[LLVMdev] [lld] Atom object model refactoring.

Wed Jul 18 15:55:20 PDT 2012

On Jul 18, 2012, at 3:41 PM, Clow, Marshall wrote:
> On Jul 18, 2012, at 2:34 PM, Nick Kledzik wrote:
>> On Jul 18, 2012, at 12:52 PM, Michael Spencer wrote:
>>> I've run into some issues with the current atom object model that I
>>> would like to fix.
>>> 
>>> The current 4 atoms are not expressive enough. We need to be able to
>>> serialize a larger set of atoms, many of which are format specific.
>>> 
>>> The set of common atoms (shared between all formats) should be the set
>>> that the resolver requires to work. SharedLibrary is not included in
>>> this (by looking at the source code).
>>> 
>>> The driving use case for this for me is the Import Address Table in
>>> PE/COFF. It is a section created by the writer that specifies external
>>> symbols to import and then acts as the GOT/PLT at runtime.

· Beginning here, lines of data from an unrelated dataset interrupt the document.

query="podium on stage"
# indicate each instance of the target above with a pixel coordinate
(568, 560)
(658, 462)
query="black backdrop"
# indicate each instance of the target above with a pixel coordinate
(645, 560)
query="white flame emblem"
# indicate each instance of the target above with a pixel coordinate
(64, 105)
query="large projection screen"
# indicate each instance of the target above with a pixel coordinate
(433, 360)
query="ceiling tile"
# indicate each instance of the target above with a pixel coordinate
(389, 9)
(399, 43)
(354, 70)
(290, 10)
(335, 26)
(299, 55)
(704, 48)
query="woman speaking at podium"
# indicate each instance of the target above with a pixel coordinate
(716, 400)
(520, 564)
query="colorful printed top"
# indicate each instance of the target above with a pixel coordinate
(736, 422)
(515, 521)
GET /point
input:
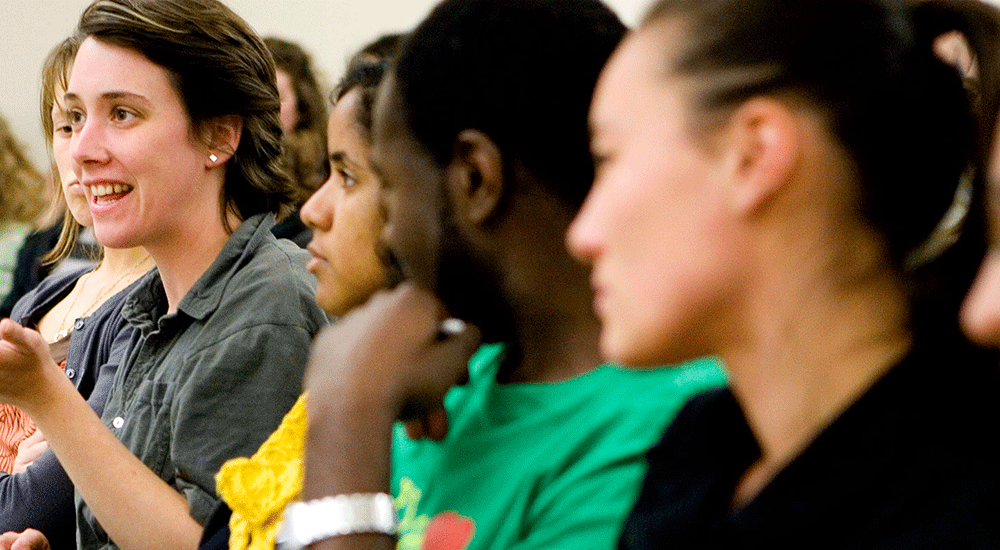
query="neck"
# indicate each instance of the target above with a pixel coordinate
(118, 261)
(549, 294)
(185, 256)
(813, 346)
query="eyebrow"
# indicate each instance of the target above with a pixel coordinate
(113, 95)
(341, 157)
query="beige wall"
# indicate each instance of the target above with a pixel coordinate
(330, 29)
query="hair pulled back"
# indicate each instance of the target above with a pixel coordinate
(901, 113)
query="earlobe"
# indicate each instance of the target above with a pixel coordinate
(764, 141)
(475, 177)
(222, 135)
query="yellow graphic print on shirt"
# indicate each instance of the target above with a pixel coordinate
(445, 531)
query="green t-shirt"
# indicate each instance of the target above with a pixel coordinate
(541, 466)
(11, 238)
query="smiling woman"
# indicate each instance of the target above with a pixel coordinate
(174, 136)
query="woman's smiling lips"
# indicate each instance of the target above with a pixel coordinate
(316, 259)
(101, 192)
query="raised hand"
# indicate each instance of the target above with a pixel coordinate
(393, 353)
(28, 450)
(30, 539)
(26, 367)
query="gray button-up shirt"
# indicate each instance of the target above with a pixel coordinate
(213, 380)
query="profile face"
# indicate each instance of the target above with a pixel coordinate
(289, 114)
(420, 229)
(981, 310)
(410, 192)
(62, 133)
(345, 217)
(142, 171)
(655, 227)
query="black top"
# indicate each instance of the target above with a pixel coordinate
(912, 464)
(42, 496)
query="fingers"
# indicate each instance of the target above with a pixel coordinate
(24, 340)
(31, 539)
(29, 450)
(7, 539)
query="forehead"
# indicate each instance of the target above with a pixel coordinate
(100, 68)
(638, 68)
(390, 134)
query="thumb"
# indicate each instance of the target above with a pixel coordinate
(22, 338)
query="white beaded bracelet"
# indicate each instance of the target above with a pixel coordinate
(307, 522)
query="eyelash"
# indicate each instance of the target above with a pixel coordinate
(348, 179)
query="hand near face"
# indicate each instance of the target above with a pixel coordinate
(30, 539)
(24, 364)
(392, 353)
(29, 450)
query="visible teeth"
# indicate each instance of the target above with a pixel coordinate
(103, 190)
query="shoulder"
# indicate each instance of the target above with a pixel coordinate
(45, 293)
(272, 286)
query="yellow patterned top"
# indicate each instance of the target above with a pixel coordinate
(258, 488)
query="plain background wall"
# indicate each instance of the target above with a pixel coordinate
(331, 30)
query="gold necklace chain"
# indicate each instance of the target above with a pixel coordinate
(64, 329)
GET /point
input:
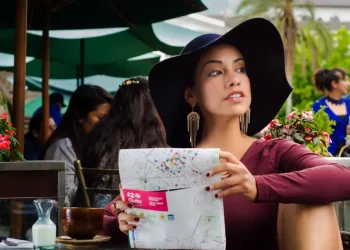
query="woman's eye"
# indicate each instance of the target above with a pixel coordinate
(241, 70)
(215, 73)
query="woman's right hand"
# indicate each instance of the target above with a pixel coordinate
(126, 221)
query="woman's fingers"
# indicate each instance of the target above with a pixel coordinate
(127, 227)
(126, 221)
(120, 206)
(227, 182)
(224, 167)
(124, 218)
(228, 157)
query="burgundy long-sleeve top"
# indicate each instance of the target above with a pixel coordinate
(285, 172)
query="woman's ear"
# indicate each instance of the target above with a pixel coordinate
(334, 84)
(190, 97)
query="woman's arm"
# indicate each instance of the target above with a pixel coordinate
(304, 178)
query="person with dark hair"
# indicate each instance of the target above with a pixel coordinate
(334, 84)
(217, 93)
(32, 139)
(133, 122)
(87, 106)
(56, 105)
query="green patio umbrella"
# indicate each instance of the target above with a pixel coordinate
(89, 14)
(97, 50)
(125, 68)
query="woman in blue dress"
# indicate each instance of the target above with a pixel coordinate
(334, 84)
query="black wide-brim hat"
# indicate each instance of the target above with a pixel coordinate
(261, 45)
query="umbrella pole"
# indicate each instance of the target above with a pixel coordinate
(45, 74)
(82, 61)
(20, 70)
(77, 75)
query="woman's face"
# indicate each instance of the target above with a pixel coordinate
(222, 87)
(95, 116)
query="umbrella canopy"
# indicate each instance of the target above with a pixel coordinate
(124, 68)
(111, 48)
(89, 14)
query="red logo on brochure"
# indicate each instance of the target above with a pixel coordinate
(149, 200)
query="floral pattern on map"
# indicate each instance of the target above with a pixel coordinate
(166, 186)
(166, 168)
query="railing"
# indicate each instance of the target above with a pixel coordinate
(342, 208)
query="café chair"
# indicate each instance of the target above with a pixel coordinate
(89, 192)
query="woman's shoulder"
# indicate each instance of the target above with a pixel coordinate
(61, 145)
(275, 147)
(62, 142)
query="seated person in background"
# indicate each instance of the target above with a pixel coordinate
(32, 140)
(88, 104)
(334, 84)
(56, 105)
(133, 122)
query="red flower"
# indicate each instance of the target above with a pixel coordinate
(325, 134)
(290, 116)
(5, 142)
(307, 115)
(10, 132)
(267, 137)
(308, 138)
(273, 123)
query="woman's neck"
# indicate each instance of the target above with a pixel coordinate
(227, 136)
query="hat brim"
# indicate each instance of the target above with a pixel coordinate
(262, 48)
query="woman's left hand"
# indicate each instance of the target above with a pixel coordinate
(237, 178)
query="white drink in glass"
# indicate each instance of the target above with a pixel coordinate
(44, 236)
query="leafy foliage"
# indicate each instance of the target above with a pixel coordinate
(311, 130)
(8, 143)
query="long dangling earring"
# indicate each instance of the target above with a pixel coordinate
(193, 126)
(244, 121)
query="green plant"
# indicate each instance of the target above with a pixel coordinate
(8, 143)
(312, 37)
(311, 130)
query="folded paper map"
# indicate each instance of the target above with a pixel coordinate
(167, 188)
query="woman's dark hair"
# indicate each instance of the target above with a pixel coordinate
(83, 101)
(324, 77)
(133, 122)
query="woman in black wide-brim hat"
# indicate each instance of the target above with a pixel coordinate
(220, 91)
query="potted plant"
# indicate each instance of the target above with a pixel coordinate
(8, 143)
(303, 127)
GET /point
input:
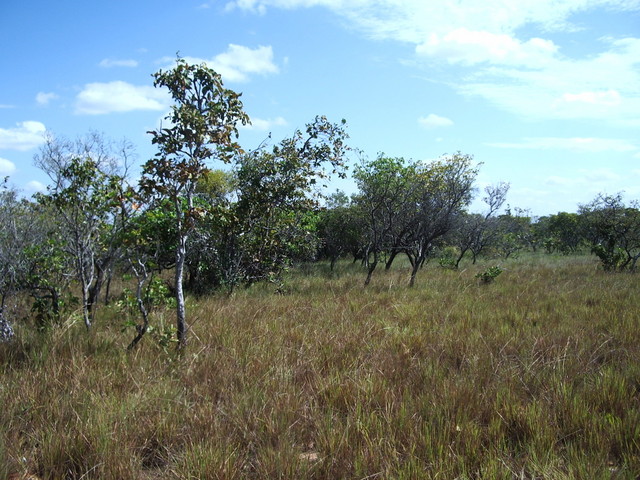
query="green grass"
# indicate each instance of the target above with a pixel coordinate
(533, 376)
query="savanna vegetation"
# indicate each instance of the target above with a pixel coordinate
(236, 323)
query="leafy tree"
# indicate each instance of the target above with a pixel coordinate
(445, 188)
(340, 228)
(269, 218)
(613, 229)
(202, 127)
(12, 237)
(385, 196)
(86, 195)
(474, 232)
(564, 232)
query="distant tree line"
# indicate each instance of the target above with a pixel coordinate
(220, 229)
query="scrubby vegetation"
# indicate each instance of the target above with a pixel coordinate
(514, 355)
(534, 375)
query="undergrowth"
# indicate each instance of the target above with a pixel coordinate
(533, 376)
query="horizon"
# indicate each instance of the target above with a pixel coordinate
(546, 96)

Building
>>> this table requires extra information to be maintained in an efficient
>>> format. It also needs to be an atom so that relocations can point to
>>> it. However it does not have a well defined size or content until the
>>> table is complete.
>> Why is the IAT not just constructed in the PECOFF Writer?  Why does it need
>> to be an Atom?   What relocations need to point to it?  If they are relocations
>> created by the Writer, you are fine.  If you mean that other atoms may
>> have References (in)to the IAT, then that is what SharedLibraryAtoms are
>> for.  They are place holders that expand to something real in the Writer.
>> 
>> Mach-o has all kinds of crazy data structures that are constructed in the Writer.  
>> This is different than Darwin ld64 where the Writer actually created atoms for 
>> its data structures and feed them back to the resolver.  I wanted to avoid 
>> that insanity in lld.  
>> 
>> The Writer is handed a list of atoms from which to construct the executable.
>> It is free to create more atoms (private to the Writer) or just lay down data
>> structures - which ever is easier.  
>> 
>>> The File interface for atoms should be changed to File::iterator
>>> begin(); File::iterator end(); where File::iterator is some type of
>>> iterator over Atom.
>>> 
>>> As for serialization. Each atom can have its own serialize/unserialize
>>> function for both the Native format and YAML.
>> 
>> The four Atom kinds each have very different attributes and are used 
>> differently,  That is why I broke them out into separate lists.  
> 
> [ Just trying to understand here. ]
> 
> So, what I'm hearing is that there are four different kinds of Atoms.
> No more, no less - matching the enum in Atom.h.
> Is that correct?
Stated that way, it makes the "four" seem arbitrary.  It makes more sense once 
you see that the four kinds are:

1) DefinedAtom
     95% of all atoms.  This is a chunk of code or data
2) UndefinedAtom
     This is a place holder in object files for a reference to some atom outside the translation unit.
     During core linking it is usually replaced by (coalesced into) another Atom.
3) SharedLibraryAtom
      If a required symbol name turns out to be defined in a dynamic shared library (and not some
      object file).  A SharedLibraryAtom is the placeholder Atom used to represent that fact.  
      It is similar to an UndefinedAtom, but it also tracks information about the associated shared library.
4) AbsoluteAtom
     This is for embedded support where some stuff is implemented in ROM at some fixed address.  This
      atom has no content.  It is just an address that the Writer needs to fixup any references to point to.

> 
> The readers generate a list of atoms from some object format.
> The linker does a bunch of graph stuff on the atoms.
> The writers get a list of (interconnected) atoms, and write an executable from that.
> 
> Am I missing something?
That is the high level summary.  


-Nick